In the recent Ernst and Young report : The science of winning in financial servicesit has identified that the highest growing Financial Service company’s are outstripping their competitors. The secret sauce is that these high growth companies are focussed on exploiting data and analytics in revenue-generating areas such as marketing and sales.

According to the report, more than a quarter (27%) of high-growth companies – those achieving EBITDA growth of 15% or more in each of the last two years – describe themselves as “excellent” at extracting useful insights from data that improve overall competitiveness and performance, compared to only 12% of low-growth companies. Thirty-five percent of high-growth companies say they are “highly mature” at this task.


Given that this is driven by an effective digital strategy (getting data management, technology architecture, people and analytics right) it is clear these will create significant competitive advantage for companies.

Data is the competitive advantage and harnessing data correctly will drive new capabilities that go beyond technological investments. To enable this these high-growth companies increase spending in areas such as change management, personnel and skills. The report highlights that 24% of high-growth companies plan to increase their spending by at least 20% over the next two years, compared to just 7% of low-growth companies.

In prior years the focus of most analytics efforts has been in finance, marketing is now identified as the key area for significant improvements in data-driven business insight. Findings in the report identify that the most advanced users of analytics functions at these high-growth companies are spread across sales (24%), finance (22%) and marketing (14%), while the finance function at other firms has dominated.

A key focus of these new analytics capabilities are in using existing company data to analyse and identify new ways to enhance revenue. A challenge is defining the analytics strategy for insight and identifying the ways that the data is creating a new segmentation of customer data. (see here)
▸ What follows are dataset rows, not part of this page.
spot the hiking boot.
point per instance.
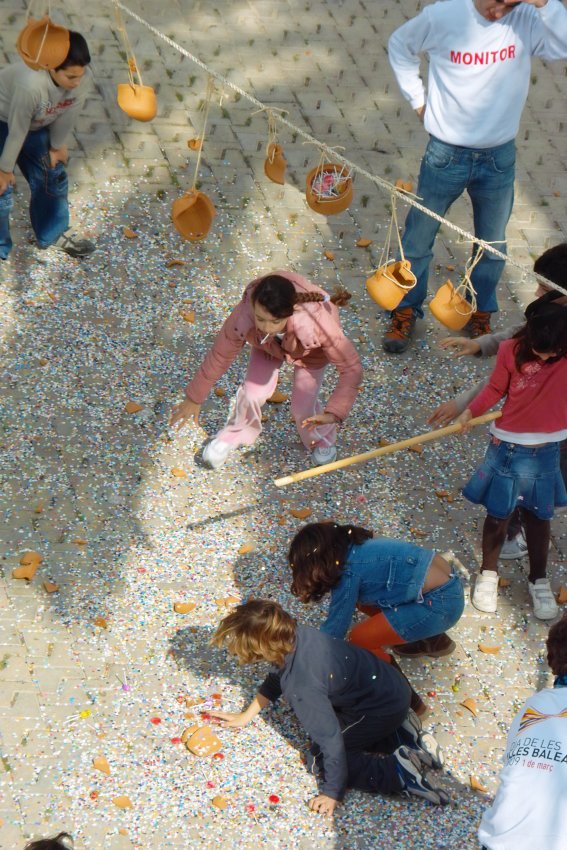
(398, 336)
(414, 782)
(545, 606)
(435, 647)
(74, 244)
(323, 454)
(479, 324)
The report identifies the top two obstacles for companies in maximising their data within their organisations are concern over regulatory issues (43%) and data privacy restrictions (36%).

The emerging role of the Chief data officer is also covered in the report. Nearly 40% of all companies polled had identified the appointment of a chief data officer, companies were still struggling to identify the skills and people with the skills to be data scientists in their teams. Of the companies surveyed the lack of skills and the capability to undertake the data analyst roles required by the companies was seen as the biggest inhibiter with nearly 93% stating shortfalls, or inadequate skills.

According to the survey, this shortage is partly due to companies requiring a mix of skills and experience. This is not a surprise as this has been met by a number of companies in the past and is part of the maturing of an analytics function in those companies who are data driven organisations.

What is not covered in the report is the creation of analytics competence centres. Mature established companies who continue to succeed in Financial services and other industries have created multi-disciplinary teams that focus on insight and drive out value. In such teams the science related skills meet the arts and liberal disciplines and all need to be led in a manner that allows rigour, creativeness and exploration. Such teams and leaders are highly prized.

The teams structures differ depending on the environment and the maturity of the analysis environment, however core skills would include : computing science, data analysis, mathematics, statistics, econometrics, Business analysis, industry/operational experience around finance, operations and sales.

For some analytics competence groups this now includes psychology, behavioural analysis, marketing, specifically when looking at fraud, reputational risk, and social comments (complaints, social media, and more).

The report provides great insight to the evolving trends and the roadmap followed by high growth financial services companies who exploit fact based information for decision making.